Tichitt
Tichit
Tichitt is the third of the four Mauritanian ksour inscribed together as UNESCO World Heritage in 1996. The town stands on the southern edge of the Tagant Plateau, on the line of the medieval trans-Saharan caravan trade between the Maghreb and the Niger Bend.
The site has two histories layered on one another. The medieval Islamic town — a stone-and-mortar settlement organised around a central mosque, contemporaneous in foundation with Chinguetti and Ouadane — sits over and adjacent to a much older neolithic and proto-historic landscape known to archaeologists as the Tichitt Tradition, with stone-built villages and dry-stone walls dating back to the second millennium BCE. The medieval town drew on the same stone resources and to some extent the same architectural grammar as its prehistoric predecessors.

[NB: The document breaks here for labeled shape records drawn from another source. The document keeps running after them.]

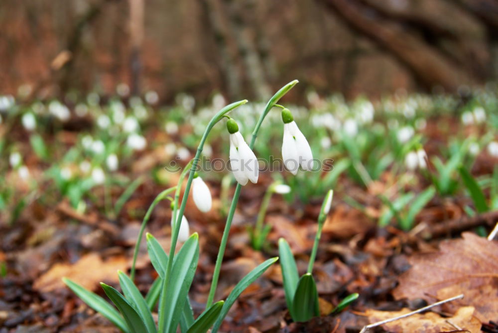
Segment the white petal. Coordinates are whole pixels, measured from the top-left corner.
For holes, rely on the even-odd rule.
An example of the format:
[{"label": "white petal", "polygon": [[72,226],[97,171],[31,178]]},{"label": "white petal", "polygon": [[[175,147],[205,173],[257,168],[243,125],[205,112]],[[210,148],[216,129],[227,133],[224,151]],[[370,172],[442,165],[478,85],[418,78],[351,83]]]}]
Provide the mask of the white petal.
[{"label": "white petal", "polygon": [[[237,149],[240,145],[240,139],[242,137],[242,135],[239,132],[230,134],[230,168],[239,183],[241,185],[245,185],[248,183],[249,178],[243,171],[242,158],[240,152]],[[242,140],[244,140],[244,138],[242,138]]]},{"label": "white petal", "polygon": [[201,212],[206,213],[211,209],[212,200],[209,188],[200,177],[192,181],[192,196],[194,202]]},{"label": "white petal", "polygon": [[[171,227],[173,227],[173,217],[171,217]],[[188,225],[188,221],[185,215],[182,217],[182,222],[180,223],[180,231],[178,232],[178,241],[185,242],[188,239],[190,234],[190,228]]]},{"label": "white petal", "polygon": [[282,142],[282,158],[285,168],[293,175],[297,174],[299,169],[299,156],[297,153],[297,145],[292,133],[291,125],[294,121],[284,124],[283,139]]}]

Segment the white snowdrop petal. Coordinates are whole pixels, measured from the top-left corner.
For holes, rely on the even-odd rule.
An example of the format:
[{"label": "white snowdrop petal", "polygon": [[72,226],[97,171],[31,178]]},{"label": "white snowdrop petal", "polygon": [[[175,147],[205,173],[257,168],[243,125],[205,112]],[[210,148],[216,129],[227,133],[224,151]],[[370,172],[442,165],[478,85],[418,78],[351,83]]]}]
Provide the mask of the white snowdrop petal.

Tichitt's historical population peaked at several thousand and declined steeply through the colonial and post-colonial period as the caravan economy collapsed and as the regional water table fell. The modern population is small, the surviving medieval fabric is largely in ruin, and conservation has been constrained by the site's extreme remoteness — Tichitt is reached only by four-wheel-drive on unsealed tracks across the Tagant. Stabilisation work has been more limited than at the other three Mauritanian ksour.